La force du film tient probablement à ce qu’il correspond à une réalité : Le Misanthrope est le texte fétiche de Fabrice Luchini, qui incarne magnifiquement Serge, personnage qui est probablement très proche de lui-même. Et c’est d’ailleurs sur cette passion pour la pièce de Molière, découverte sur le tournage des Femmes du sixième étage, que Philippe Le Guay a construit son film. Lambert Wilson joue de son côté parfaitement Gauthier, son ambiguïté, son glamour naturel, sa force douce mais bien présente. Mais les deux vrais héros du film sont d’une part le texte du Misanthrope, splendidement restitué par les deux hommes dans des circonstances parfaitement incongrues, en vélo ou au-dessus d’un muret dans une scène très réussie. Et d’autre part l’Ile de Ré, à la fois magnifiée mais aussi moquée (dans cette tirade où Gauthier à bout de nerfs hurle qu’il déteste cette île pleine de « cathos et de petits blonds en vacances »).
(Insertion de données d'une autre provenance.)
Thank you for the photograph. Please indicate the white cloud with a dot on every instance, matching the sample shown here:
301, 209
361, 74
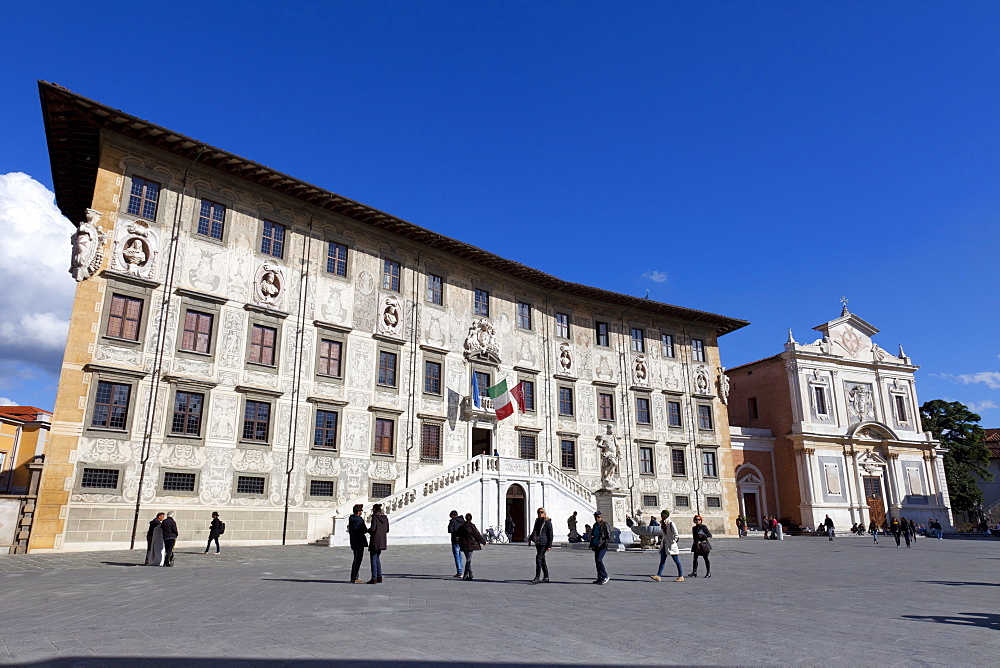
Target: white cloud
37, 293
990, 379
656, 276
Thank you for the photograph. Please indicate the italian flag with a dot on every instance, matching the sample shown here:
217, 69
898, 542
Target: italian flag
501, 396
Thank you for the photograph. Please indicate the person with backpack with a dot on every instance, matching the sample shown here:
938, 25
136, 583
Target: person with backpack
669, 547
541, 536
216, 529
700, 547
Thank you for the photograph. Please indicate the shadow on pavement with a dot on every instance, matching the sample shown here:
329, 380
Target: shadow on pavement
163, 662
951, 583
986, 620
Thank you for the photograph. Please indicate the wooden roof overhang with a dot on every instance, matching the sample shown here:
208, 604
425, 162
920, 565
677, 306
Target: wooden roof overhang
73, 124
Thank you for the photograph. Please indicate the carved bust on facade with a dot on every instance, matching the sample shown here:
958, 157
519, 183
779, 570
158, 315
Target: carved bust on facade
269, 285
565, 358
481, 341
88, 247
723, 385
702, 380
135, 250
390, 317
640, 370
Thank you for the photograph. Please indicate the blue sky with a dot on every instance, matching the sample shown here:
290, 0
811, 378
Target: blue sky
758, 160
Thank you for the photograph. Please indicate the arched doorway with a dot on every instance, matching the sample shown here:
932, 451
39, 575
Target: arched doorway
517, 511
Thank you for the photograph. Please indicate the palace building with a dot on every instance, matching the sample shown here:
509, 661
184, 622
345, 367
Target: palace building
244, 342
833, 428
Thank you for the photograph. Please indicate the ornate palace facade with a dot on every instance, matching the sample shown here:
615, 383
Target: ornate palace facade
245, 342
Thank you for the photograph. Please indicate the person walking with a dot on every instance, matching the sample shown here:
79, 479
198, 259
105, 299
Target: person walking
154, 541
215, 529
600, 536
358, 533
379, 529
470, 540
895, 530
169, 527
669, 546
454, 522
541, 536
904, 528
700, 547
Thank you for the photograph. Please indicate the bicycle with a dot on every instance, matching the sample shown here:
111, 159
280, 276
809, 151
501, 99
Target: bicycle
495, 535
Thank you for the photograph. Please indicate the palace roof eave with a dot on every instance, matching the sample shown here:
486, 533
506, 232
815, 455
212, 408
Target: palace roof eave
73, 124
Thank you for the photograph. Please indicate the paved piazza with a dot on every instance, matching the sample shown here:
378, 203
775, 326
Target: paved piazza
800, 601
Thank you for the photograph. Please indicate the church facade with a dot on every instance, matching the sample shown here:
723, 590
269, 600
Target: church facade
833, 428
247, 343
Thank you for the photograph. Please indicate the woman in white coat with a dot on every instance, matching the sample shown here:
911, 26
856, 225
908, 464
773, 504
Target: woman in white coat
669, 546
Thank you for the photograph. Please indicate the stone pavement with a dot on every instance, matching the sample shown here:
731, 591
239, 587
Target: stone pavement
804, 600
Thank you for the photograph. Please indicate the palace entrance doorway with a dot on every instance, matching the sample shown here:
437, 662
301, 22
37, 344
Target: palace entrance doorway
482, 441
873, 495
517, 511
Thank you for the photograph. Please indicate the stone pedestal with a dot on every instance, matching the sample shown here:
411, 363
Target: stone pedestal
611, 504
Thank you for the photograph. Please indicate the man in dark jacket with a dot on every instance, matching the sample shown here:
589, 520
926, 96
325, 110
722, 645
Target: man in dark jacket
456, 550
358, 532
215, 530
169, 527
378, 530
600, 536
470, 540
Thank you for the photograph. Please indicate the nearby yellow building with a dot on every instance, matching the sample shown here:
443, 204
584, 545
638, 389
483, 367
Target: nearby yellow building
245, 342
24, 431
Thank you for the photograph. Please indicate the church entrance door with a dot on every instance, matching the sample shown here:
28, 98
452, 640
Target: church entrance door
481, 442
750, 509
873, 494
516, 507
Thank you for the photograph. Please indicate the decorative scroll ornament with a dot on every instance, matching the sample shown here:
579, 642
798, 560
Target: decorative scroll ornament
481, 341
702, 380
390, 317
723, 385
88, 247
135, 250
640, 370
565, 358
269, 285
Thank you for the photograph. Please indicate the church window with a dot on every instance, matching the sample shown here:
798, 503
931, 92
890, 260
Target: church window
272, 240
708, 464
212, 219
646, 460
667, 344
390, 275
605, 407
698, 350
336, 259
435, 289
567, 451
143, 198
562, 325
125, 316
430, 442
638, 340
482, 303
674, 413
602, 334
820, 397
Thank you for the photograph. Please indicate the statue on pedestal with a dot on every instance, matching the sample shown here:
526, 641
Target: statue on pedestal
608, 444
Le cinéaste a l’intelligence de glisser une très jolie histoire d’amour et d’amitié à la Jules et Jim quand une jolie femme divorcée italienne s’immisce entre les deux acteurs qui deviennent rapidement des coqs en concurrence. Et s’amuse aussi avec une satire assassine du monde du cinéma et de la télévision. Mais il livre des moments de grâce avec des personnages secondaires savoureux comme cette jeune serveuse de l’hôtel au visage angélique mais actrice X à ses heures, qui s’avère lors d’un bout d’essai une Célimène bouleversante. Après cet Alceste à bicyclette vous (ainsi que vos enfants ou élèves si vous enseignez) ne verrez plus tout à fait Molière avec le même regard.